Eğitim-Sen: Bireysel trajedi değil, kamusal suç!

Eğitim-Sen Genel Merkezi, 2024 yılının Eylül ayında Van’da kaybolan ve 15 Ekim 2024’te cansız bedenine ulaşılan üniversite öğrencisi Rojin Kabaiş’in şüpheli ölümüyle ilgili bir basın açıklaması yayınladı. Açıklamada, “Rojin’in bedeninden alınan örneklerde iki farklı erkeğe ait DNA bulunduğunun ortaya çıkması, olayın başından beri “intihar” olarak sunulmasının ne kadar bilinçli bir yönlendirme olduğunu açıkça göstermektedir" denildi.

Abone Ol

Van Yüzüncü Yıl Üniversitesi öğrencisi Rojin Kabaiş’in, kaybolduktan 18 gün sonra Van Gölü sahilinde cansız bedeninin bulunmasıyla başlayan soruşturmada, Adli Tıp Kurumu’ndan (ATK) gelen son rapor kamuoyunun gündemine oturdu. İlk aşamadan itibaren ailesinin intihar iddialarını reddettiği dosyada, ATK’nın kesin ölüm nedenini, “suda boğulma” olarak açıklamasının yanı sıra, genç kadının vücudunda iki farklı erkeğe ait DNA tespit edilmesi olayın seyrini değiştirdi.
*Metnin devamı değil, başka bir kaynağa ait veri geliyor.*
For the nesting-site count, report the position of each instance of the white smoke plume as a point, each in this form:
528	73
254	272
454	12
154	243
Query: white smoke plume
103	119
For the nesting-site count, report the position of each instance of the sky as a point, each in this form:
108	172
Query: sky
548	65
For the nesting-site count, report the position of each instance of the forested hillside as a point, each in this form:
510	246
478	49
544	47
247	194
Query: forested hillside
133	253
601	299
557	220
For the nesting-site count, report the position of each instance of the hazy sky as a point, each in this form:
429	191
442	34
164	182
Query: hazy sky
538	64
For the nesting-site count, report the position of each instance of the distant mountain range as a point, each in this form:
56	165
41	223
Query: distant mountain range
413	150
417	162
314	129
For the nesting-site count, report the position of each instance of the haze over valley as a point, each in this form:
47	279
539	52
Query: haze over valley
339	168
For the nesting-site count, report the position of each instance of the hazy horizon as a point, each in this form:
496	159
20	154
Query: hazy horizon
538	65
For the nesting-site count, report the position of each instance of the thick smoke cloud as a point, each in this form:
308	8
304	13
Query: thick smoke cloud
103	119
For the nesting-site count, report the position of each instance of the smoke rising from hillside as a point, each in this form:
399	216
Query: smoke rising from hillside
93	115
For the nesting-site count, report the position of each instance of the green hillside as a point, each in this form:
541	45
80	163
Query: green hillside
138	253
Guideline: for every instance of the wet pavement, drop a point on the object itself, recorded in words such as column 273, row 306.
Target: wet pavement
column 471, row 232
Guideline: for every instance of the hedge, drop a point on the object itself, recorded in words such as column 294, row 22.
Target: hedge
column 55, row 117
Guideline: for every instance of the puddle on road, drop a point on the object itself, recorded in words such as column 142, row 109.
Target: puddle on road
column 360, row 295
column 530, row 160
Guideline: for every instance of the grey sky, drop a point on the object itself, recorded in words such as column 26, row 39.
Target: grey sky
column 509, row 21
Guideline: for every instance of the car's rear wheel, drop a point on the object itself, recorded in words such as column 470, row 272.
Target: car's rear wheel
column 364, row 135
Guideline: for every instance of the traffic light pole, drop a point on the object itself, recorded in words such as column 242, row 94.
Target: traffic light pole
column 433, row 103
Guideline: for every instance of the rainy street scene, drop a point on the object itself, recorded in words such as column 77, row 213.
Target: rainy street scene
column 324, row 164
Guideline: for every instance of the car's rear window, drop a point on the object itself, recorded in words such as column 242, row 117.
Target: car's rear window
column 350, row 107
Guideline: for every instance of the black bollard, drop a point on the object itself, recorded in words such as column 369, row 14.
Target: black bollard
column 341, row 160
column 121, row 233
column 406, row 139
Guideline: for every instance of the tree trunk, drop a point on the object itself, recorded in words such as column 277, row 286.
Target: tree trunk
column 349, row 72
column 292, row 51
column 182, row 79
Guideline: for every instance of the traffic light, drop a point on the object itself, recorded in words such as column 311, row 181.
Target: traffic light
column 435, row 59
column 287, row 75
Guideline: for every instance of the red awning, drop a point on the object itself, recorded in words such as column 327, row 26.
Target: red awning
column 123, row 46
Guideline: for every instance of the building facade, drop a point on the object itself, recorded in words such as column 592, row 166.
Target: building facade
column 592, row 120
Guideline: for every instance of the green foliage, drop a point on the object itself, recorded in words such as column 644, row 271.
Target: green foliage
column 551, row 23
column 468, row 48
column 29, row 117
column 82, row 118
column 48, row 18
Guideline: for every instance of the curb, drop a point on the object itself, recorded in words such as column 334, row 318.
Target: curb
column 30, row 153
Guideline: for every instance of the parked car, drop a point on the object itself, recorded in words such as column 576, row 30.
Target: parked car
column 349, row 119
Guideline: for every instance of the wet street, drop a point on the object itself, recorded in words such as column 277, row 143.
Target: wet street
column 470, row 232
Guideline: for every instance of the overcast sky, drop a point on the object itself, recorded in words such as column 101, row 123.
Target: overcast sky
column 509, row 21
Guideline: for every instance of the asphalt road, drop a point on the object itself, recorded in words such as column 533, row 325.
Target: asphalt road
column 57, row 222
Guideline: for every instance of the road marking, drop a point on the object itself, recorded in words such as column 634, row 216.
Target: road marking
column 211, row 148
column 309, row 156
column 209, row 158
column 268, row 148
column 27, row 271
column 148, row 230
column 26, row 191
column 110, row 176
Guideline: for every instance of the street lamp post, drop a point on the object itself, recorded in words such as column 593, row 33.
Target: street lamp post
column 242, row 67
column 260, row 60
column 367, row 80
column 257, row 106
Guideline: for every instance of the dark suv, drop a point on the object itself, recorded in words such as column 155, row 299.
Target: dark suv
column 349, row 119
Olayın başından itibaren soruşturmanın etkin yürütülmediği ve “intihar” senaryosuna odaklanıldığı yönündeki iddialar, Kabaiş ailesi ve kadın örgütleri tarafından sürekli dile getirilmişti.

İki farklı erkeğe ait DNA bulundu

Eğitim-Sen Merkez Kadın Sekreterliği’nin, “Rojin Kabaiş için adalet” başlıklı açıklamasında şu ifadeler kullanıldı:

“Bir yıl önce şüpheli biçimde yaşamını yitiren üniversite öğrencisi Rojin Kabaiş’in ölümüne ilişkin yeni adli tıp raporu, bu ülkede adaletin nasıl sistematik biçimde ertelendiğini bir kez daha gözler önüne sermiştir. Rojin’in bedeninden alınan örneklerde iki farklı erkeğe ait DNA bulunduğunun ortaya çıkması, olayın başından beri “intihar” olarak sunulmasının ne kadar bilinçli bir yönlendirme olduğunu açıkça göstermektedir. Ancak bu bulguların tam bir yıl boyunca gizlenmiş olması, devletin tüm kurumlarıyla cezasızlığı koruyan bir politika yürüttüğünü de kanıtlamaktadır.
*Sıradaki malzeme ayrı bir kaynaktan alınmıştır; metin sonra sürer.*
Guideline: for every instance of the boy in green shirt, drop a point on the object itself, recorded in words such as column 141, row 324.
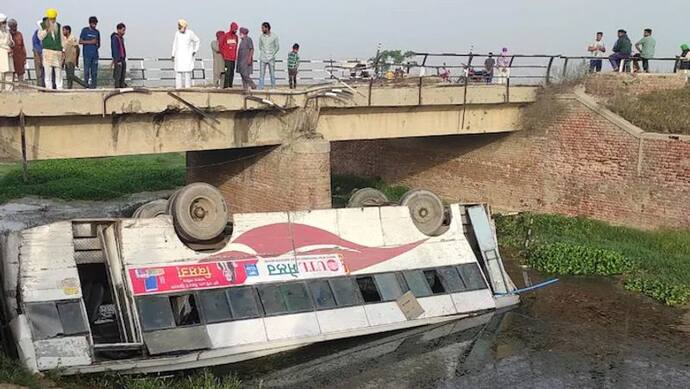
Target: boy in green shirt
column 293, row 65
column 646, row 47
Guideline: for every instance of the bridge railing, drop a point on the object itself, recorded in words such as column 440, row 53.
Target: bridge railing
column 525, row 69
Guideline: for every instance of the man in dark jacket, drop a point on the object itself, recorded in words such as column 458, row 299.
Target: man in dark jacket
column 119, row 53
column 621, row 51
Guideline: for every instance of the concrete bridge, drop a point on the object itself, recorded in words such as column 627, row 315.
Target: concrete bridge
column 276, row 143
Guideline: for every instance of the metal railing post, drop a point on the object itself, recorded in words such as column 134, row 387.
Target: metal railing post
column 565, row 68
column 548, row 70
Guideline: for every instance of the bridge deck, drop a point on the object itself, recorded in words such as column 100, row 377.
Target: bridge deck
column 97, row 123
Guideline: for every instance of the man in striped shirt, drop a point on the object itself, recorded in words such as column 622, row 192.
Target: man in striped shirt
column 293, row 65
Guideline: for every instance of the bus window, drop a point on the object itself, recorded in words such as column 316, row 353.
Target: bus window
column 243, row 303
column 322, row 293
column 389, row 286
column 345, row 291
column 451, row 279
column 296, row 297
column 184, row 310
column 155, row 313
column 434, row 282
column 417, row 283
column 214, row 304
column 367, row 287
column 472, row 276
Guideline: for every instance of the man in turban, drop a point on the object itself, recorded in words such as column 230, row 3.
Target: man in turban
column 185, row 47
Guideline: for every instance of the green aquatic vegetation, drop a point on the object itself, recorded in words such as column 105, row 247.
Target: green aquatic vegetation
column 576, row 259
column 655, row 263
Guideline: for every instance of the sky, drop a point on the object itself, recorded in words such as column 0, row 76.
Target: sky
column 353, row 29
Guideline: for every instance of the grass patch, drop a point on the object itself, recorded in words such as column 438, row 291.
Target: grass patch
column 203, row 379
column 661, row 111
column 11, row 372
column 343, row 186
column 93, row 179
column 656, row 263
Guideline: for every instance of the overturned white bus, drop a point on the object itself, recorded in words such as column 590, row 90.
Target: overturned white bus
column 130, row 295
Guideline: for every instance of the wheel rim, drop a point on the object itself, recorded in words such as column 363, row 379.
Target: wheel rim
column 199, row 212
column 426, row 210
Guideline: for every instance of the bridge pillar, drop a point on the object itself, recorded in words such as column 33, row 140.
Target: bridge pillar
column 294, row 176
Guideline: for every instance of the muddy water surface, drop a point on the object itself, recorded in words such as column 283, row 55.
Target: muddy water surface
column 581, row 332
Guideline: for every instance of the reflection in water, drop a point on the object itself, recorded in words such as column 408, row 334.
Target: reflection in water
column 580, row 333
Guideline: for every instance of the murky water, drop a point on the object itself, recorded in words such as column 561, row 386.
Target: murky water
column 579, row 333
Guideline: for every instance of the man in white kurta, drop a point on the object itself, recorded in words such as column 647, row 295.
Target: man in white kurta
column 185, row 47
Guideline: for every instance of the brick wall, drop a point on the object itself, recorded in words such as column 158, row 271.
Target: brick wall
column 584, row 164
column 263, row 179
column 609, row 84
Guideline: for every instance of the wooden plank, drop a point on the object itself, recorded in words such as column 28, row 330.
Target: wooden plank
column 84, row 230
column 85, row 244
column 93, row 256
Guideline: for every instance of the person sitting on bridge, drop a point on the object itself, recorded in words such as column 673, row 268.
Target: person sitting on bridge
column 489, row 65
column 621, row 52
column 646, row 47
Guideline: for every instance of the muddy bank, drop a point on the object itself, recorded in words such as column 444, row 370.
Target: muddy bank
column 32, row 211
column 582, row 332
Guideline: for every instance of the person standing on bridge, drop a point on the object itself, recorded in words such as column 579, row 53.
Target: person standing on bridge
column 646, row 48
column 185, row 47
column 218, row 61
column 268, row 49
column 119, row 53
column 596, row 50
column 228, row 47
column 71, row 58
column 90, row 39
column 245, row 59
column 621, row 52
column 6, row 64
column 50, row 34
column 504, row 67
column 293, row 65
column 37, row 47
column 684, row 59
column 18, row 51
column 489, row 65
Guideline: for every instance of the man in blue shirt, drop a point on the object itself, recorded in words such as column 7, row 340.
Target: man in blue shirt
column 90, row 38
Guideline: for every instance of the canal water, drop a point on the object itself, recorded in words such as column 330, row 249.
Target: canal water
column 580, row 332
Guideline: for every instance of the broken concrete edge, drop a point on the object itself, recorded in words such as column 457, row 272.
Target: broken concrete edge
column 617, row 120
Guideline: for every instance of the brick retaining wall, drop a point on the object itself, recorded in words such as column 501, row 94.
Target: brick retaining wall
column 589, row 163
column 609, row 84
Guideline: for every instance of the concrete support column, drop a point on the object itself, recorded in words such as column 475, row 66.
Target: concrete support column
column 295, row 176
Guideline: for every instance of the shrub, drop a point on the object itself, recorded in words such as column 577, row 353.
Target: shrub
column 576, row 259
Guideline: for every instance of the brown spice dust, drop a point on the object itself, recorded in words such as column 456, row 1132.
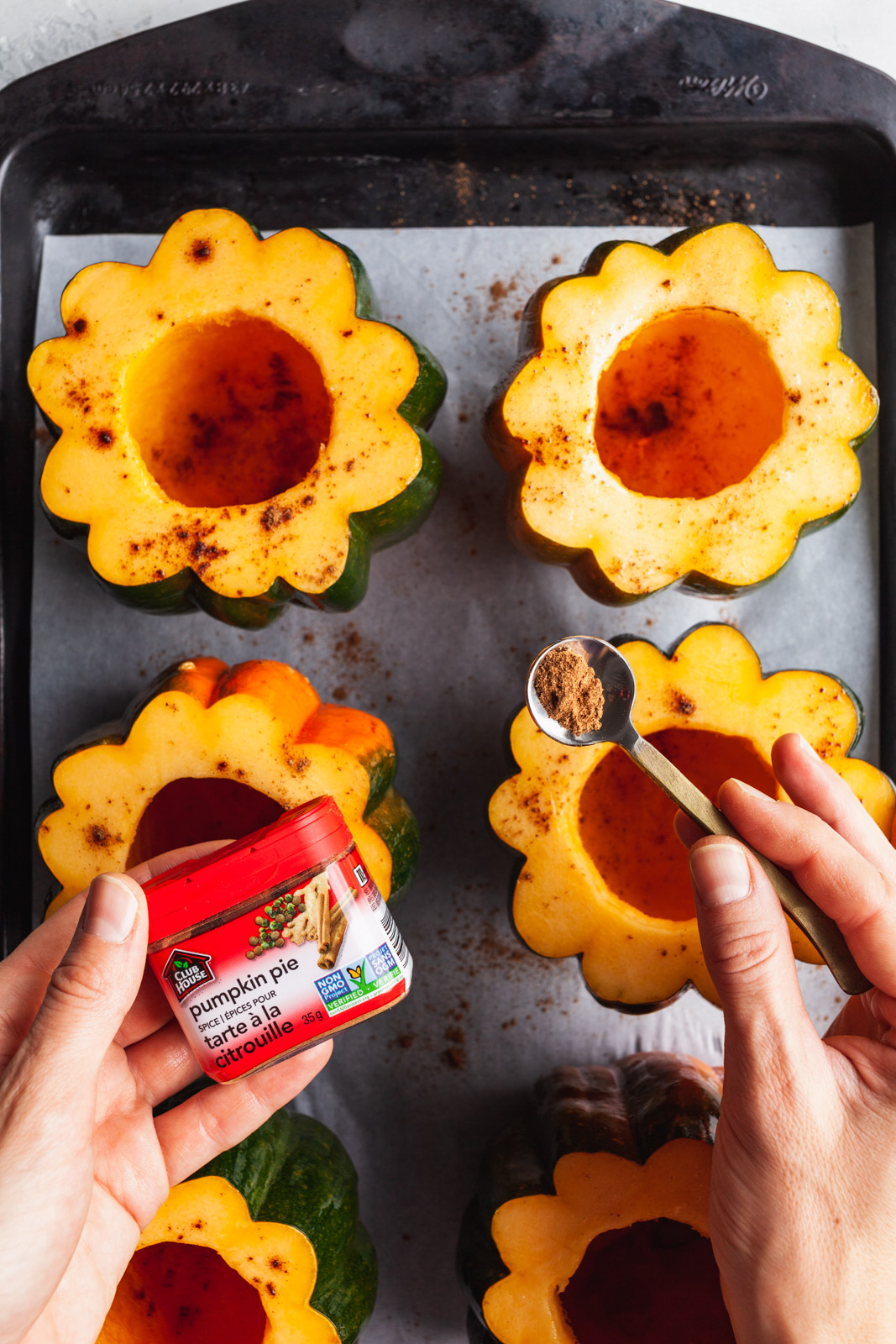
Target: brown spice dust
column 570, row 690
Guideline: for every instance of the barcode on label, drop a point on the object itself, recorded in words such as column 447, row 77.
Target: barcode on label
column 394, row 936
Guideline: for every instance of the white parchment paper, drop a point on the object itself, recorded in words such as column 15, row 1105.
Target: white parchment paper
column 446, row 635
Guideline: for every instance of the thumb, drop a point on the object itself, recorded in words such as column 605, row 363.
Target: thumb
column 746, row 945
column 97, row 980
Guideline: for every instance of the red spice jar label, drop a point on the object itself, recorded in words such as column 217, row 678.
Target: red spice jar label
column 285, row 963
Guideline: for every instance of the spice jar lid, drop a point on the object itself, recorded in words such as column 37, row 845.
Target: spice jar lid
column 194, row 890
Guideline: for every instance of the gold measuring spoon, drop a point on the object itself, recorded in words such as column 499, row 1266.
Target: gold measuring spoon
column 617, row 679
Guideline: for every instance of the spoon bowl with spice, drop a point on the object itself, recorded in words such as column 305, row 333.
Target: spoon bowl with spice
column 580, row 692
“Kurumsal sorumluluk zinciri”

Adli Tıp Kurumu’nun “bilimsel tarafsızlık” iddiası, siyasi iktidarın gölgesinde kalmıştır. Delillerin saklanması, raporların eksik düzenlenmesi ve kolluk güçlerinin olay yerini özenle incelememesi Rojin Kabaiş’in ölümünde yalnızca bireysel değil, kurumsal bir sorumluluk zinciri bulunduğunu ortaya koymaktadır. Cezasızlık, artık bir ihmal değil, iktidarın bilinçli tercihi, erkek egemen düzenin kurumsal pratiği haline gelmiştir. Bu ülkede kadınların ölümüne neden olan şey yalnızca erkek şiddeti değil, erkek-devlet şiddetidir.

"Adalet istiyoruz"

Rojin’in ardından söylenen her söz, kaybettirilen her delil, susturulan her tanık; iktidarın kadın bedenini denetim altında tutmaya çalışan politikalarının bir sonucudur. İktidarın “aile” merkezli politikaları, kadınların yaşamını kutsal bir değer olarak değil, denetlenecek bir alan olarak gördükçe; Rojin’in, Şule’nin, İpek’in ve yüzlercesinin hikâyesi aynı sessizliğe gömülüyor.

Bizler, Eğitim Sen olarak; Kadınların yaşam hakkını savunmayı sendikal bir görev, toplumsal bir sorumluluk olarak görüyoruz. Rojin Kabaiş’in ölümü “bireysel bir trajedi” değil, kamusal bir suçtur. Bu suçun faili yalnızca o gece orada olanlar değil, adaletin üzerini örten, kadınların yaşam hakkını görmezden gelen bu iktidar düzenidir. Adalet istiyoruz! Rojin Kabaiş için, tüm “şüpheli” ölümler için, kadınların özgür ve eşit yaşayacağı bir ülke için mücadele etmeye devam edeceğiz. Yaşasın kadın dayanışması! Yaşasın örgütlü mücadelemiz!”